A study conducted by the researchers from the University of North Carolina at Chapel Hill has found that women often receive alarmingly inadequate heart attack care when compared with men.
Researchers wanted to explore the incidents of heart attack among younger adults. And to do so, they examined the medical data of roughly 30,000 younger as well as older people between the ages of 35 and 74 who had a cardiac arrest and were hospitalized between 1995 and 2014. They considered younger adults who were in the age group of 35 and 54.
After in-depth analysis, researchers found that a third of patients hospitalized for a cardiac arrest were young, and surprisingly many of them were women.
The study was published in the Circulation Journal.
From 1995 to 1999, more than 20 percent of patients hospitalized for a heart attack were young women. However, between 2010 and 2014, that number significantly increased to more than 30 percent.
Between 1999 and 2014, the rates for younger men hospitalized for a heart attack increased from 30 to 33 percent.

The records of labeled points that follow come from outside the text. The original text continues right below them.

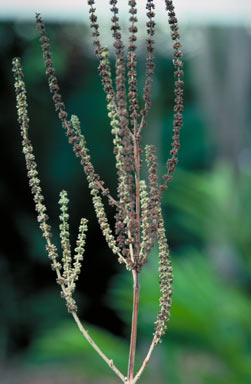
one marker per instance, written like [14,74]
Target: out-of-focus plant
[138,218]
[209,331]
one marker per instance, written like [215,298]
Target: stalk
[131,363]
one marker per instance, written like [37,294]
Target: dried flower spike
[138,218]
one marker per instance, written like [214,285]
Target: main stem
[134,326]
[135,272]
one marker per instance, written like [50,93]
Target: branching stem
[136,288]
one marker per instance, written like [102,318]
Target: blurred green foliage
[209,334]
[207,210]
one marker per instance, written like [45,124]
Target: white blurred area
[227,12]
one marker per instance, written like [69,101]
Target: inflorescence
[138,218]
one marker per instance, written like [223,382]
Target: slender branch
[87,336]
[145,362]
[134,326]
[97,349]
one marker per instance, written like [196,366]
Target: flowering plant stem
[138,219]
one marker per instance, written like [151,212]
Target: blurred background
[207,207]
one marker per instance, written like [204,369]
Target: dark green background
[207,212]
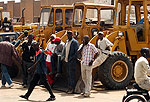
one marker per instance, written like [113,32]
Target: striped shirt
[88,53]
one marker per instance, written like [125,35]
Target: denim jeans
[71,69]
[26,77]
[36,78]
[56,63]
[5,75]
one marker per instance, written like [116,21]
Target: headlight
[120,33]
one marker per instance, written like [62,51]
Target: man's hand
[29,69]
[91,62]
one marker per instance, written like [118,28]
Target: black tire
[106,71]
[139,98]
[13,71]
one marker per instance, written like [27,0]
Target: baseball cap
[57,39]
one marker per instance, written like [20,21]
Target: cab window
[58,17]
[92,17]
[51,21]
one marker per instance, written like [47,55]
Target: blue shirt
[41,66]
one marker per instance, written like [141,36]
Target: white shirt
[68,43]
[142,70]
[50,47]
[103,44]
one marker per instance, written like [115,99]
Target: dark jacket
[27,54]
[7,50]
[72,52]
[41,66]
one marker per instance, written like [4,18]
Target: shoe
[50,73]
[11,85]
[3,86]
[24,86]
[87,95]
[71,91]
[82,93]
[23,96]
[51,99]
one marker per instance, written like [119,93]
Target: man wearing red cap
[56,57]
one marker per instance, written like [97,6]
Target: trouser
[71,69]
[145,84]
[5,75]
[34,82]
[86,73]
[26,77]
[56,63]
[99,60]
[49,77]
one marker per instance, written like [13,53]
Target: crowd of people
[45,64]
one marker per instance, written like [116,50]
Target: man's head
[100,35]
[69,35]
[7,38]
[52,37]
[86,39]
[57,40]
[145,52]
[35,46]
[5,19]
[30,38]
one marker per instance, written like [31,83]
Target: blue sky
[5,1]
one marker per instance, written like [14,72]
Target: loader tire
[117,71]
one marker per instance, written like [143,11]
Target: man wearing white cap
[49,51]
[104,46]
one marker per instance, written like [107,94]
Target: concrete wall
[32,7]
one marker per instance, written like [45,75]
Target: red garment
[7,50]
[49,77]
[38,52]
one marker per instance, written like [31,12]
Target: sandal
[51,99]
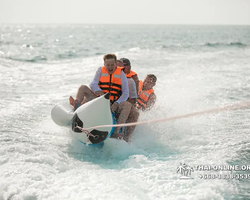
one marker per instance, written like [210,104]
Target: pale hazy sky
[126,11]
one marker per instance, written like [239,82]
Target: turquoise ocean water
[198,68]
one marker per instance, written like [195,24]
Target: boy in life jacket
[110,79]
[131,85]
[146,96]
[128,72]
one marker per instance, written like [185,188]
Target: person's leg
[133,117]
[124,110]
[85,91]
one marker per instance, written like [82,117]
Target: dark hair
[153,77]
[109,56]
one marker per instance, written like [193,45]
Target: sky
[224,12]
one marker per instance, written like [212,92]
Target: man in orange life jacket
[146,96]
[131,84]
[128,72]
[112,79]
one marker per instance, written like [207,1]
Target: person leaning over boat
[146,96]
[112,79]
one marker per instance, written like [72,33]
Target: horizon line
[72,23]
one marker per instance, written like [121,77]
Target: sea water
[198,68]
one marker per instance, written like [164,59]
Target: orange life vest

The researchers have also noted that younger women who had a cardiac arrest were more likely of the same age as that of men along with a history of hypertension, diabetes, chronic kidney disease, and stroke, which are the potential risk factors of a heart attack.
Melissa Caughey, the co-author of the study, said, “Women now, compared to younger women generations before them, are less healthy. It’s probably reflective of poorer health in general.”
The researchers explained that it was a bit difficult to determine heart attack symptoms in males than in females. Women are more likely to have back pain, shoulder pain or stomachache, while men generally experience chest pain radiating to the left arm or the neck.
In December 2018, a team of scientists from Triemli Hospital in Switzerland found that women often have to wait longer for the treatment of heart attack than men, because their cardiac symptoms are sometimes harder to determine.
However, the researchers of the latest study have said that heart disease is still considered a “man’s disease.” Physicians should explore a variety of treatment options for women with heart ailments.
The authors concluded that more clinical trials should be designed particularly for women to understand the cardiovascular risk profile and to determine treatments in women. They also concluded that guidelines that are focused on preventing heart disease in women should be updated and implemented in clinical practice so physicians can make clinical decisions more appropriately and effectively.